As a bonus, the wealth was attached to a pretty face from an esteemed family who’d managed to produce no male heirs and was desperate to marry Isabel, their eldest, off.
Mother came to fetch her coffee, taking it with a murmur of thanks before he finished speaking. Then she tutted indignantly. “Lady Starling said what? I am good friends with her mother.” In more of an aside, she muttered, “I shall have to have a word with Joanna.”
Joanna, presumably Lady Starling’s mother, would hear several words and most likely a monologue, Jeremy was sure. “But nothing about how irredeemably vulgar you find Lady Hareden.”
“No,” grumbled Mother in defeat.
“Thank you.” Jeremy placed his palm on her arm. “I adore your loyalty, but I do not think it is wise to do much of anything at present. If at all.” He took a seat in one of the settee’s matching chairs.
Mother softened when she looked at him, and as he sat, she took a wooden chair, styled like a banker’s, that would provide more support for her back. “How is your hobby, then?”
“Robust, but increasingly chaotic.”
“Have you ever thought of taking on extra help?”
“For something I don’t always do for hire?” he peered at her with a lopsided smile on his lips.
But she surprised him. Shrugging, she sai
d, “Haven’t you made the case for it being part of managing the estate?”
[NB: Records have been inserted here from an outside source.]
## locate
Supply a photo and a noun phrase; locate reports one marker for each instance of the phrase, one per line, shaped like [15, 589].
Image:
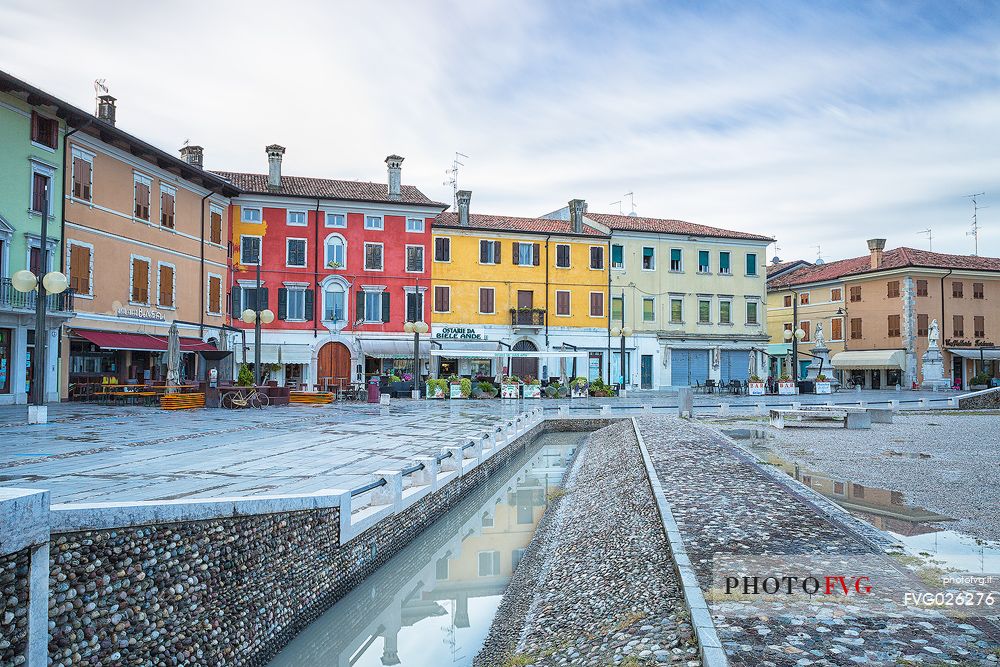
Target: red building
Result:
[343, 265]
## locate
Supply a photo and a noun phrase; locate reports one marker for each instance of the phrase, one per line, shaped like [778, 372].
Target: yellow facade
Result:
[465, 275]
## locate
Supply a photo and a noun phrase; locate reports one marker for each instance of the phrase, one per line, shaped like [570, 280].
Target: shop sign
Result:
[459, 333]
[963, 342]
[135, 313]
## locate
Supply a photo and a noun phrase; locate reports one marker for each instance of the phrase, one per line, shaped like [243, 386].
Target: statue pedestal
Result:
[932, 364]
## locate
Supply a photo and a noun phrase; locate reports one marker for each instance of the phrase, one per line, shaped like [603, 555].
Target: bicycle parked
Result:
[250, 398]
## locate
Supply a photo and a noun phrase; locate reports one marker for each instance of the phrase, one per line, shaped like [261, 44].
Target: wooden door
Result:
[333, 365]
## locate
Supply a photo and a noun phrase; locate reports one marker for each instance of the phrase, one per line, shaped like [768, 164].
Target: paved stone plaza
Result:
[99, 453]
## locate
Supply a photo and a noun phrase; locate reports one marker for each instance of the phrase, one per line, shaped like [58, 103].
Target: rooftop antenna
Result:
[975, 222]
[631, 198]
[930, 238]
[819, 255]
[452, 174]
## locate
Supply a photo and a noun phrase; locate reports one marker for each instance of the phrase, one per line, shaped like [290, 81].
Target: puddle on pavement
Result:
[919, 530]
[434, 602]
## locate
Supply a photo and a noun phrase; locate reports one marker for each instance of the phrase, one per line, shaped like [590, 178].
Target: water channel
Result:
[434, 602]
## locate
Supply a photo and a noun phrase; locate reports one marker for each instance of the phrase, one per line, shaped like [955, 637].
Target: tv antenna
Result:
[631, 198]
[974, 233]
[930, 237]
[452, 174]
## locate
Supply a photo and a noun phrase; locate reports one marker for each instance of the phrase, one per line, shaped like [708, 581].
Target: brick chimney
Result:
[194, 156]
[875, 247]
[106, 108]
[464, 197]
[274, 153]
[577, 209]
[395, 165]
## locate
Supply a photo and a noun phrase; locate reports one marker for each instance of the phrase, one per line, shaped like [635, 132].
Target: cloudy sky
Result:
[822, 123]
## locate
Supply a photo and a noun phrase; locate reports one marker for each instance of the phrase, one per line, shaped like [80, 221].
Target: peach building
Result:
[146, 245]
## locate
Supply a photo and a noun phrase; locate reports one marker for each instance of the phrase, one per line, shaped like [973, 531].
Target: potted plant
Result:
[436, 387]
[510, 386]
[785, 385]
[980, 382]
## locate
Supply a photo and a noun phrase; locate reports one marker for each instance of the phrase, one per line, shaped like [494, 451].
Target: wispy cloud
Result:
[821, 123]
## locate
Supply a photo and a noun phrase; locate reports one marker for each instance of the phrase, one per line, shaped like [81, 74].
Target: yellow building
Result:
[522, 285]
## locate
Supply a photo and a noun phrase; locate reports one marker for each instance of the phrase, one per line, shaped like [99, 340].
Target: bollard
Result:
[685, 401]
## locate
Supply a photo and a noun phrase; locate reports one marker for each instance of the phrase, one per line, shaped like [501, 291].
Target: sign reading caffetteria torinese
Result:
[464, 333]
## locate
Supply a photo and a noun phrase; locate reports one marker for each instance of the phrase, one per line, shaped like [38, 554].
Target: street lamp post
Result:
[52, 282]
[416, 328]
[796, 333]
[256, 317]
[622, 332]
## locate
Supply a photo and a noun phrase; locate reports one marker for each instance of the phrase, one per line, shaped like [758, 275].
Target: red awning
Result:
[117, 340]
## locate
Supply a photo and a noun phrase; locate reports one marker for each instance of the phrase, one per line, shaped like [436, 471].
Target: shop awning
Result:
[984, 353]
[392, 349]
[138, 342]
[868, 359]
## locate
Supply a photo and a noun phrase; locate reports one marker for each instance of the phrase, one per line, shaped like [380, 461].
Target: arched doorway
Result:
[333, 365]
[524, 366]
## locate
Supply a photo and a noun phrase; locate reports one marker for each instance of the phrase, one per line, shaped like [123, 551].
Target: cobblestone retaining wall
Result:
[225, 591]
[981, 400]
[14, 608]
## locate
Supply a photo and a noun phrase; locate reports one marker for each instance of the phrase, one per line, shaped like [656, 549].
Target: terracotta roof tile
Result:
[514, 224]
[327, 188]
[637, 224]
[897, 258]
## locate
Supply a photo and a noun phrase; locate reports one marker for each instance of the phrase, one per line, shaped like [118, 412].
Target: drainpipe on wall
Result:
[201, 265]
[319, 304]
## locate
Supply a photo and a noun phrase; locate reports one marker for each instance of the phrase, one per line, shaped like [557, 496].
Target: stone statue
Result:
[932, 335]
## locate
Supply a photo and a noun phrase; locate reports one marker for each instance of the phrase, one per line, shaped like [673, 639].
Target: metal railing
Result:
[531, 317]
[11, 299]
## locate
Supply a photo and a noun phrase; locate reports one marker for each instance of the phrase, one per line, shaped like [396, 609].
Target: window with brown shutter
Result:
[38, 184]
[44, 131]
[893, 326]
[855, 328]
[81, 179]
[214, 294]
[215, 227]
[141, 200]
[166, 286]
[79, 269]
[140, 281]
[836, 329]
[167, 209]
[487, 304]
[442, 299]
[562, 302]
[597, 304]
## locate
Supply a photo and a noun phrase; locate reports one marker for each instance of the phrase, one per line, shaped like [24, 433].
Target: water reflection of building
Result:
[468, 554]
[883, 508]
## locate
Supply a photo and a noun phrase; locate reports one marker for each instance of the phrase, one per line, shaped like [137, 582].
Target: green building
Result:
[33, 127]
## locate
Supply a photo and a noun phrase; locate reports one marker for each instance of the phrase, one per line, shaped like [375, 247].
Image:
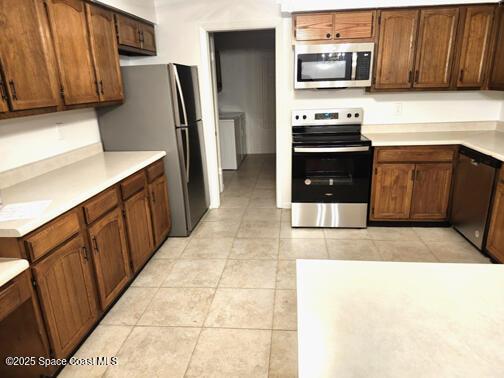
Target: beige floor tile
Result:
[130, 307]
[155, 352]
[258, 249]
[291, 249]
[216, 230]
[406, 251]
[178, 307]
[263, 215]
[172, 248]
[204, 248]
[224, 215]
[285, 312]
[288, 232]
[346, 234]
[283, 360]
[393, 233]
[251, 274]
[352, 250]
[105, 341]
[231, 353]
[241, 308]
[195, 273]
[154, 273]
[259, 229]
[457, 251]
[286, 274]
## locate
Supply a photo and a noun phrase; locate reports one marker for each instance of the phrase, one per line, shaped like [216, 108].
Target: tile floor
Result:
[222, 302]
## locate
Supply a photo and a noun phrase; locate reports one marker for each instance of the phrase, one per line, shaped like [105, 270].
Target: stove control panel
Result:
[317, 117]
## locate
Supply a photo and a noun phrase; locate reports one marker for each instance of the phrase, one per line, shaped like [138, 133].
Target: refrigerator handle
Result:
[181, 95]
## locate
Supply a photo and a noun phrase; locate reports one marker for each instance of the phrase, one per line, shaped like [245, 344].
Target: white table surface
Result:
[10, 268]
[71, 185]
[388, 319]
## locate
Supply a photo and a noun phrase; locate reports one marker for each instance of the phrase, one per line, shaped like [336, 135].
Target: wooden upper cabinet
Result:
[497, 68]
[350, 25]
[436, 43]
[475, 44]
[128, 31]
[27, 56]
[66, 295]
[314, 26]
[431, 194]
[396, 49]
[160, 209]
[110, 256]
[148, 36]
[139, 226]
[105, 53]
[392, 191]
[73, 50]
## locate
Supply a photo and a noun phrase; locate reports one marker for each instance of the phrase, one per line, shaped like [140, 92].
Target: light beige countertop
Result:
[487, 142]
[10, 268]
[71, 185]
[392, 319]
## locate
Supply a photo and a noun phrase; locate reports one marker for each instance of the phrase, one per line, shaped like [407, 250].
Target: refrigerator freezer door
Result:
[191, 149]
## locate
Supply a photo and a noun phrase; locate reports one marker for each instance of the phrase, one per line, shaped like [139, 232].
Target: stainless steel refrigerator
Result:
[162, 111]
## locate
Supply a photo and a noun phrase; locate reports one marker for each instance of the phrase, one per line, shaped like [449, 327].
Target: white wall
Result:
[248, 78]
[315, 5]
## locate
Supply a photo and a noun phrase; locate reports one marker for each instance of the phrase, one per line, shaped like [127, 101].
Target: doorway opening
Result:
[243, 75]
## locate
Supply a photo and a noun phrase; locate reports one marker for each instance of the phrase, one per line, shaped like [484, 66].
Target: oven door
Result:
[331, 174]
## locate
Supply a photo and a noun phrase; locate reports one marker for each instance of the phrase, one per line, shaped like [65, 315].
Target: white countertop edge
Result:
[10, 268]
[50, 215]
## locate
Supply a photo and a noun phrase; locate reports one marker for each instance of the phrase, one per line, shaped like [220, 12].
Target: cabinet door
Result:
[495, 243]
[105, 53]
[431, 193]
[148, 37]
[396, 49]
[110, 256]
[312, 27]
[27, 55]
[497, 74]
[128, 31]
[436, 42]
[71, 40]
[475, 43]
[139, 226]
[160, 209]
[392, 191]
[66, 295]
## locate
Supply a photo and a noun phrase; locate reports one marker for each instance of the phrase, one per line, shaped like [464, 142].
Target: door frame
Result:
[210, 113]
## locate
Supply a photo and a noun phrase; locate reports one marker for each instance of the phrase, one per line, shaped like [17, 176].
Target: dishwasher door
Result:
[474, 183]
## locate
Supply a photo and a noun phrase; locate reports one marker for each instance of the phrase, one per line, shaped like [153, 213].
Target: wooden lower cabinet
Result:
[495, 243]
[139, 226]
[67, 295]
[110, 256]
[392, 191]
[431, 193]
[160, 209]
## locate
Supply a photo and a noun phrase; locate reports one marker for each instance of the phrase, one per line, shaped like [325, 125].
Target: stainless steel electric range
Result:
[331, 169]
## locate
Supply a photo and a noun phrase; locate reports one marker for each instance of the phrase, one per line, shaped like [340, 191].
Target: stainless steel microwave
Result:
[337, 65]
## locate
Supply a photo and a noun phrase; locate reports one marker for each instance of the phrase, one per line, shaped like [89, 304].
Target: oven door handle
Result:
[330, 149]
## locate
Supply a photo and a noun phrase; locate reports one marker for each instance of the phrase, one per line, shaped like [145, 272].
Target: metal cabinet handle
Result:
[13, 89]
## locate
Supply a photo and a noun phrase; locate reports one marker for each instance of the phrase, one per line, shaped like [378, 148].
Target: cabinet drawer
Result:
[100, 204]
[155, 170]
[14, 293]
[132, 184]
[415, 154]
[53, 234]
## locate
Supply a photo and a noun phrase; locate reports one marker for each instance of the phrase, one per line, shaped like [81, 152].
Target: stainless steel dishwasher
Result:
[474, 185]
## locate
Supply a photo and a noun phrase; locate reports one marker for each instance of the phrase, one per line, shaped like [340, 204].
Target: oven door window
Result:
[324, 67]
[331, 177]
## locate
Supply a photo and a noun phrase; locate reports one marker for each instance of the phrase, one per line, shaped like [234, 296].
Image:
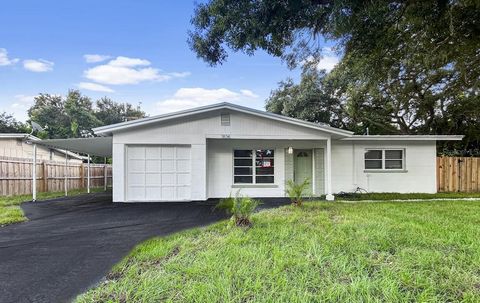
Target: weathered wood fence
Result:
[458, 174]
[16, 176]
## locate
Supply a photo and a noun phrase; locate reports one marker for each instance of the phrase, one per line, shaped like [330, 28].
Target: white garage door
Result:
[158, 173]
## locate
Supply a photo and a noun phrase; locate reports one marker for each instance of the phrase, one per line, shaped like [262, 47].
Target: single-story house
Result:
[17, 145]
[213, 151]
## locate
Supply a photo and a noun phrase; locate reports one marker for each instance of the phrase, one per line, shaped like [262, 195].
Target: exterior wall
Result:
[13, 147]
[348, 167]
[195, 131]
[220, 166]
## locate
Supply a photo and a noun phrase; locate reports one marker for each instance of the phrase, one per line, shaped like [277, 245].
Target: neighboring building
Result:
[213, 151]
[17, 146]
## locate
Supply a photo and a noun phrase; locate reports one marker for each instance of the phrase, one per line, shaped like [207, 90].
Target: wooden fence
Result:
[458, 174]
[16, 176]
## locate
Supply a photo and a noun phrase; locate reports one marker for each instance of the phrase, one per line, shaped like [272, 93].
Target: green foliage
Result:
[408, 67]
[404, 196]
[321, 252]
[296, 192]
[75, 115]
[8, 124]
[240, 207]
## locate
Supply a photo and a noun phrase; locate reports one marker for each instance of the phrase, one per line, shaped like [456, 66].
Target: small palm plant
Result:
[240, 207]
[296, 192]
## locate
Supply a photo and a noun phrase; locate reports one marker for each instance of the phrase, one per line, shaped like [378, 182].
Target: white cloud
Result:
[328, 62]
[4, 60]
[180, 75]
[129, 62]
[248, 93]
[186, 98]
[125, 70]
[94, 58]
[38, 66]
[20, 106]
[95, 87]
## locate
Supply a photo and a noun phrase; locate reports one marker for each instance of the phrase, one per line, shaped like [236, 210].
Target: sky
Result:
[130, 51]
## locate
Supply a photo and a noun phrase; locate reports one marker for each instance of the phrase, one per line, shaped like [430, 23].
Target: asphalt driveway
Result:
[69, 244]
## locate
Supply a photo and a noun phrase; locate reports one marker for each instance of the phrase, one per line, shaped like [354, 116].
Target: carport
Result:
[94, 146]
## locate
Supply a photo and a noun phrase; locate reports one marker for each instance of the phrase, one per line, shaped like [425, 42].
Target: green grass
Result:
[408, 196]
[321, 252]
[10, 211]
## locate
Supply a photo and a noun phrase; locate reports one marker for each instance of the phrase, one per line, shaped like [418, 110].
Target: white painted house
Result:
[212, 151]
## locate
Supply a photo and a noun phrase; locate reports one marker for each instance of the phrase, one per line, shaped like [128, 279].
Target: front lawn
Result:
[406, 196]
[323, 251]
[11, 212]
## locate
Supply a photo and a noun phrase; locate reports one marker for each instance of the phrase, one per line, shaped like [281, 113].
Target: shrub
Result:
[296, 192]
[240, 207]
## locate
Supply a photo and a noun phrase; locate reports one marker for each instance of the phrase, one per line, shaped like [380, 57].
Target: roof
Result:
[98, 146]
[29, 137]
[404, 138]
[109, 129]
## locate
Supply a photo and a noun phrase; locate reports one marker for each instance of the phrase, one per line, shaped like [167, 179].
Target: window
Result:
[384, 159]
[253, 166]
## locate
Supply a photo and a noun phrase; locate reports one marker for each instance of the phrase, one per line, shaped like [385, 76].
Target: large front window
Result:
[384, 159]
[253, 166]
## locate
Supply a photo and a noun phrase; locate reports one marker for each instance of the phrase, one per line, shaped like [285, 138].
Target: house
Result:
[216, 150]
[17, 145]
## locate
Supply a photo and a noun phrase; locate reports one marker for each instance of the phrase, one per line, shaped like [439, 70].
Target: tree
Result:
[49, 111]
[8, 124]
[110, 112]
[81, 114]
[432, 30]
[75, 115]
[313, 99]
[407, 67]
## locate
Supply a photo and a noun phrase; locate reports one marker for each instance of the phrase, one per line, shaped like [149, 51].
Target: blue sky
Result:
[131, 51]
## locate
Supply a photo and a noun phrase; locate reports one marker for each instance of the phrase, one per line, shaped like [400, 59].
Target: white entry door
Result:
[158, 173]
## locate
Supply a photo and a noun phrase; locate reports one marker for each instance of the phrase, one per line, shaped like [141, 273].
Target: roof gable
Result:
[109, 129]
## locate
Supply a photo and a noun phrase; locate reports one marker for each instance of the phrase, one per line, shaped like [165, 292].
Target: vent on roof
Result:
[225, 119]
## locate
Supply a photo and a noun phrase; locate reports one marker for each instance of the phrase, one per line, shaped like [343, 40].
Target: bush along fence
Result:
[52, 176]
[458, 174]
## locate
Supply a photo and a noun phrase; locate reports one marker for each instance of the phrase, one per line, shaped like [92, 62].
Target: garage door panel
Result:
[168, 179]
[153, 179]
[153, 153]
[183, 152]
[136, 152]
[168, 165]
[156, 173]
[183, 165]
[136, 179]
[183, 179]
[137, 165]
[153, 166]
[168, 152]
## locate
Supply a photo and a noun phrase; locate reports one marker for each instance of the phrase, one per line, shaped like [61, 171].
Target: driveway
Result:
[69, 244]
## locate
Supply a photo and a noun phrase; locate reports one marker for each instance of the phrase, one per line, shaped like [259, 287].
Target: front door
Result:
[303, 166]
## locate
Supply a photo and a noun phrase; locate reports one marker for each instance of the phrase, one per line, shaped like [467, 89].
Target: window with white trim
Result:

“I wasn’t sure who took me seriously.”
“Paul always takes you seriously! And I did, too.”
“You were just happy I had something more to keep me occupied after Salamanca,” said Jeremy.
“Oh, at first,” she said, without any shame. “I thought you were too devoted to the laudanum.” Jeremy shifted in his seat and tried not to look too shame-faced. “It made me happy to see you doing things again. But when you explained to Paul and me the sort of things you were doing, I thought you were right about it being part of management. Prevention is always better than seeking a cure.”
Drumming his fingers along his thigh, ignoring what she said about the laudanum, he said, “Perhaps an assistant would do. A secretary? Who knows—maybe this will all come in useful one day.”
His records were becoming dreadfully untidy. His study itself looked apocalyptic, straight out of Revelation, with every available surface covered in papers and strewn with open books. It was the single room in the manor that he would not allow any maids to clean. At least he actually got out of it.
He preferred spending his leisure time outdoors, and he and Isabel sometimes observed proper suppers. So he only spent a set schedule of office hours in the study. People in need of assistance knew where to find him then, while his peers made appointments that were not generally in the manor. They met in town in the auspicious confines of White’s or his much smaller, tidier London office.
“It pleases me that you are not hiding yourself away like others who have fought, you know. But I also think having a secretary would provide you with useful conversational opportunities.”
“He would be an employee, not a companion!”
“Of course,” she said. “But you do so enjoy speaking about the estate and its matters.”
Lord, was this her way of saying she was bored by everything Jeremy spoke about? His chief topics of conversation were Luke—who, as a very young boy had not merited much yet to motivate discussion between adults—and matters of social politics, agriculture, and law. There was little variety, and Jeremy was certainly not about to begin covering the finer points of warfare.